Question

The mean radius of earth is $R$, and its angular speed on its axis is $\omega$. What will be the radius of orbit of a geostationary satellite?

• A. ${\left(\frac{2R^{2}g}{{\omega }^2}\right)}^{1/3}$
  
• B. ${\left(\frac{R^{2}g}{{\omega }^2}\right)}^{1/3}$
  
• C. ${\left(\frac{R^{2}g}{3{\omega }^2}\right)}^{1/3}$
  
• D. ${\left(\frac{R^{2}g}{5{\omega }^2}\right)}^{1/3}$
  

Answer 1

The correct option is B ${\left(\frac{R^{2}g}{{\omega }^2}\right)}^{1/3}$


Time period of rotation of earth$=\frac{2\pi }{\omega }$
(Duration of one day)

Geostationary satellite has same time period, $T=\frac{2\pi }{\omega }$.

Let $r$ be the radius of orbit of satellite.

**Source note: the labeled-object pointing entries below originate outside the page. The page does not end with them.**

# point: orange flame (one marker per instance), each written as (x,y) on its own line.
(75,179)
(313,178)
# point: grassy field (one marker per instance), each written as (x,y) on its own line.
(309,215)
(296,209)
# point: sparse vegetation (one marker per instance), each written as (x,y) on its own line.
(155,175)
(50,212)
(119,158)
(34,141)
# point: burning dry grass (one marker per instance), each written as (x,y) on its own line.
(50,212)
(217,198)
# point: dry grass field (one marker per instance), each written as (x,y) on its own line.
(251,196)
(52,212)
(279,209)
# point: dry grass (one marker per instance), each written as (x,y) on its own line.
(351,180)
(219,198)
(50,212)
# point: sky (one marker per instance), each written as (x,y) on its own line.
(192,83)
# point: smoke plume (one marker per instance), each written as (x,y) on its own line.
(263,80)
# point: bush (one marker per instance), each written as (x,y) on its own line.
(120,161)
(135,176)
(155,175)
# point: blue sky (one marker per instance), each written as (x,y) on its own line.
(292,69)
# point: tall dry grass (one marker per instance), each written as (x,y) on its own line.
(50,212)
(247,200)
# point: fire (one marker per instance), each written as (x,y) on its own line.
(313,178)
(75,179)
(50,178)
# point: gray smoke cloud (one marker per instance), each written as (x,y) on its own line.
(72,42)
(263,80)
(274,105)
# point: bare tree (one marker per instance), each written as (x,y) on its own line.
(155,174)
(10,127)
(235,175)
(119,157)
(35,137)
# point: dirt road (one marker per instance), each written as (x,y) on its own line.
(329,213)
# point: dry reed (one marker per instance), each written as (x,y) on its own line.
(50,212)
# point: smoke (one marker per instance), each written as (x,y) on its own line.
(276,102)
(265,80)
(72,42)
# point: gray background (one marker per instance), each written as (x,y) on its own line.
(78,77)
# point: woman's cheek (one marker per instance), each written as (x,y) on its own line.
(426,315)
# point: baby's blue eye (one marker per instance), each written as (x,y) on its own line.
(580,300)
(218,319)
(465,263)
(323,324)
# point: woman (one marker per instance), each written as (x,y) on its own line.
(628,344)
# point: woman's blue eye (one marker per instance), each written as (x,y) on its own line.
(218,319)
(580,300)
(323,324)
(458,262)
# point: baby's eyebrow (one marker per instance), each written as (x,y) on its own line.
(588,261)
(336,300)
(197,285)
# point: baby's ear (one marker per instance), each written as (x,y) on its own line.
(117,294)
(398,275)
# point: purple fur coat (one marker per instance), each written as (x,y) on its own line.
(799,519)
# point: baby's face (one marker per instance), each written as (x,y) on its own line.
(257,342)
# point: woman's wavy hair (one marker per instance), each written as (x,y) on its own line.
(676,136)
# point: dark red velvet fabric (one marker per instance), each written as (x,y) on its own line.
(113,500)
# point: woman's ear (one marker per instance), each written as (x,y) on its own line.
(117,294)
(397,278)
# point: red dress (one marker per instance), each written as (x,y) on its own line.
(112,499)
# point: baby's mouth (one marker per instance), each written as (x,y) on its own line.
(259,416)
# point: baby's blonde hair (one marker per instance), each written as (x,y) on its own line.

So, the time period of satellite $=\frac{2\pi r^{3/2}}{\sqrt{G{M}_{earth}}}$

As, $g=\frac{G{M}_{earth}}{R^2}$

$\Rightarrow T=\frac{2\pi r^{3/2}}{R\sqrt{g}}$

Since, $T=\frac{2\pi }{\omega }$

$\Rightarrow \frac{2\pi r^{3/2}}{R\sqrt{g}}=\frac{2\pi }{\omega }$

$\Rightarrow r^{3/2}=\frac{R}{\omega }\sqrt{g}$

$\Rightarrow r={\left(\frac{R^{2}g}{{\omega }^2}\right)}^{1/3}$

Hence, option (b) is the correct answer.